The acorns and beech nuts have fallen, birds have eaten the rowan berries and the last blackberries have shrivelled on the bramble bushes. The colour is gradually draining out of the forest but the wild service trees still stand out in the forest like orange flames and holly berries glow among the spiky green leaves.

Male and female fallow deer have gone their separate ways after the rut and most mammals are now making themselves ready for the winter. Badgers will renew the bedding in their underground setts and moles will line their chambers with dry grass and moss, in plentiful times adding a store of worms, decapitated and tied in a knot! (See Fauna Britannica by Stefan Buczacki).  Other creatures also make stores of food. Perhaps you may come across a cache of cherry stones belonging to a wood mouse or find acorns buried by a squirrel or jay. For some their food is available all winter and they have to stay active to get it.

One such is the weasel, which follows the paths and tunnels of mice, voles, shrews and to hunt them down. The weasel is the smallest of Britain’s mustelids: the family they share with stoats, polecats, martens and badgers. The Latin generic name – Mustela – comes from ‘mus’ (mouse) and ‘telum’ (javelin), ie a long, thin and fast mouse! An adult is 6 to 8.5 inches long, the males being larger than females.

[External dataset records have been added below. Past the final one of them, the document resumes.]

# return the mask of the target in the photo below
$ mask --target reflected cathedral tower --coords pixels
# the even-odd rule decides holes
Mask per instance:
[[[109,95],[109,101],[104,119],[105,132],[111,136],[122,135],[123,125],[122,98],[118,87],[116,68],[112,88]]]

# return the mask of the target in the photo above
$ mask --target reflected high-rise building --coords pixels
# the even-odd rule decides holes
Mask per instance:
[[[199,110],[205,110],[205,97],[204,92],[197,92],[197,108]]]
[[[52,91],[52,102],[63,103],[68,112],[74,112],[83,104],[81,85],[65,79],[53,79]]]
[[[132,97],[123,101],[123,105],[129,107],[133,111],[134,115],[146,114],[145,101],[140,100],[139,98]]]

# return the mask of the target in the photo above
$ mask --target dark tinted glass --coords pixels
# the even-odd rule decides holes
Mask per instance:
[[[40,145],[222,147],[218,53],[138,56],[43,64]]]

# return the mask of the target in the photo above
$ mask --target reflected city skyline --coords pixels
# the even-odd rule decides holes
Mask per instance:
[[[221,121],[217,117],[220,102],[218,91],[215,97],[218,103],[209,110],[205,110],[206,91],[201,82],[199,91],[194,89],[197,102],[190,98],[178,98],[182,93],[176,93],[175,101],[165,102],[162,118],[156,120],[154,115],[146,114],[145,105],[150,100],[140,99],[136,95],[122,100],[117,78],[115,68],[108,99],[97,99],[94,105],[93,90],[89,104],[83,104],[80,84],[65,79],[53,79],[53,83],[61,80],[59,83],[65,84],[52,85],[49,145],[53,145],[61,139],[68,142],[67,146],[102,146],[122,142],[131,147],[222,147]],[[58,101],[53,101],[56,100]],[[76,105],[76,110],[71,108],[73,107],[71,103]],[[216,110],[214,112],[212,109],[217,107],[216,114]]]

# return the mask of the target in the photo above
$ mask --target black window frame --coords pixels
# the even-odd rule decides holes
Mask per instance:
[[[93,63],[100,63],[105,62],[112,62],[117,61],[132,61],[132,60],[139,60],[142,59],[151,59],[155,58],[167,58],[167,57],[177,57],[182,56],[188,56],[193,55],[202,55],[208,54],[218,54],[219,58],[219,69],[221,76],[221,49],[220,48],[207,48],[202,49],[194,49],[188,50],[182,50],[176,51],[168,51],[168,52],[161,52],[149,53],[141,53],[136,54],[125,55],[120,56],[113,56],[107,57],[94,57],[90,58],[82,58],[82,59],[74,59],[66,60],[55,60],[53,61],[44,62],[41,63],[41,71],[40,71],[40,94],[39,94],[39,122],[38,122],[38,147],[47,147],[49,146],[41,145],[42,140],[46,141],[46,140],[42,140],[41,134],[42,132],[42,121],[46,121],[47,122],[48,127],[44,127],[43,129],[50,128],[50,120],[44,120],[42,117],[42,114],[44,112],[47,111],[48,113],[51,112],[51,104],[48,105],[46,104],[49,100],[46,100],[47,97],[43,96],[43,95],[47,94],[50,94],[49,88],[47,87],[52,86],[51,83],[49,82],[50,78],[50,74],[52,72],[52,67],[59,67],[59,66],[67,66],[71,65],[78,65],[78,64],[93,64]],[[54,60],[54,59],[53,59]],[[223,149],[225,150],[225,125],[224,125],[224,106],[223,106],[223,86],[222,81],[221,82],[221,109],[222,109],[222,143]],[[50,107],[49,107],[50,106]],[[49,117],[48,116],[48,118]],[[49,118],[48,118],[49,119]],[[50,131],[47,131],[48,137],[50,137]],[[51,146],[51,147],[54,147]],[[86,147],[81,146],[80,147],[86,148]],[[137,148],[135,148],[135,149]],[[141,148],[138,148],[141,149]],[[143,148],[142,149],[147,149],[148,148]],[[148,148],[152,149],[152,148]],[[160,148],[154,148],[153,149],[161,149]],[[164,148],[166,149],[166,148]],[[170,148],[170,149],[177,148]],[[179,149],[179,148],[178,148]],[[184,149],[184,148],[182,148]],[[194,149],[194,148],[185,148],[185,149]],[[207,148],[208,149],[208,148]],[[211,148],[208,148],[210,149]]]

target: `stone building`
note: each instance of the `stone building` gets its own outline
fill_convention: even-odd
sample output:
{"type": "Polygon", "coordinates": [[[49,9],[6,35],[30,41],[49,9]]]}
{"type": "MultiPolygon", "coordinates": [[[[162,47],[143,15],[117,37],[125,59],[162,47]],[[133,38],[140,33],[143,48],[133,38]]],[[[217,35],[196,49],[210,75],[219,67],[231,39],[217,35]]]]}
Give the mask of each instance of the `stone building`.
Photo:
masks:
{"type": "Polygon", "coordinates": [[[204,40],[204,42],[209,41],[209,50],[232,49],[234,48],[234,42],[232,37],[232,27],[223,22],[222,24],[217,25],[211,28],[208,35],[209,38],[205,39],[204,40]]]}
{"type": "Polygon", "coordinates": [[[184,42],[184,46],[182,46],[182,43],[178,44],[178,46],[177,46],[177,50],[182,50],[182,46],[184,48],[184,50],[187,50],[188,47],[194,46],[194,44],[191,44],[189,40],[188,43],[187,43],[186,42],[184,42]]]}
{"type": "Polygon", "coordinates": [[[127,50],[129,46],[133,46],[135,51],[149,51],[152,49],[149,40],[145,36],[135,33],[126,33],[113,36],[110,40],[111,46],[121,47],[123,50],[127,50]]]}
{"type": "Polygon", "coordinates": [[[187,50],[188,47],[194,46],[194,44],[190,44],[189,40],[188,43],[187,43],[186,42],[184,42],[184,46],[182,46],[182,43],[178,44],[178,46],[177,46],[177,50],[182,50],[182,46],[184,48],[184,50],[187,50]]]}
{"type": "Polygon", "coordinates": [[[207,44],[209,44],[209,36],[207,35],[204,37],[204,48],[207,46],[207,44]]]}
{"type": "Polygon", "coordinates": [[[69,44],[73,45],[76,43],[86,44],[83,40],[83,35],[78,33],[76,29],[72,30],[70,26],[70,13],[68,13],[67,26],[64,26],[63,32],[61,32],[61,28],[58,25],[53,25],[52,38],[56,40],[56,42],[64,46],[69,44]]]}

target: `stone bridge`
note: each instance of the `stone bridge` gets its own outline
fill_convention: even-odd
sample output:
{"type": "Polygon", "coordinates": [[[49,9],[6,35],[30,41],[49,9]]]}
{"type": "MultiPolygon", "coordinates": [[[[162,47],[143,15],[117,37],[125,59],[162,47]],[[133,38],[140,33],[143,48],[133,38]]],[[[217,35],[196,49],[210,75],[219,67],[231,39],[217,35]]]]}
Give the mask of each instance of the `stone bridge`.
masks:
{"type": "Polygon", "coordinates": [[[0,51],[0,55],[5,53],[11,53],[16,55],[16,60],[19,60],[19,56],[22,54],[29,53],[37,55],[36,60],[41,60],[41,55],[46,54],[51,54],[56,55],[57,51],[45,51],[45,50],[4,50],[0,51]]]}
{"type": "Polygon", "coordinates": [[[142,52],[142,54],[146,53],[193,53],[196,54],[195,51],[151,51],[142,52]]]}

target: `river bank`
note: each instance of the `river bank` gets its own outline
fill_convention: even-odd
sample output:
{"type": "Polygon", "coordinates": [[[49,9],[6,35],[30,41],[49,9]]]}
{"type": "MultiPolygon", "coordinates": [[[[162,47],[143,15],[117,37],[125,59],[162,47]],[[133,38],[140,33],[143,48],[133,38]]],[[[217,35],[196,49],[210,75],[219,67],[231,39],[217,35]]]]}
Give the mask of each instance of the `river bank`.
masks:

It is a law of physics that a large hot body will retain its heat longer than a small hot body and, being so small, weasels have to eat one third of their body weight every 24 hours to replenish their energy. In a year when their rodent prey have bred successfully they too will flourish. (A bank vole can have four or five litters a year and the young become sexually mature in four to five weeks. I don’t know how well they’ve done this year but I would have thought that anything trying to rear young whether in a nest above ground or a burrow below would have run the risk of being washed out). Weasel mothers have four or five kits in spring but when food is abundant they may have a second litter in July or August.

At this time of year young weasels will be leaving their parents to strike off on their own and you may be lucky enough to catch a glimpse of these quick little creatures crossing a road or path just ahead of you. Such an encounter would have been thought definitely unlucky in other times and in some other cultures. It’s a pity that these fierce but attractive little animals have such a bad reputation, from the ruthless criminals in ‘The Wind in the Willows’ to the term ‘weasely words’ meaning vague, equivocal or just downright misleading!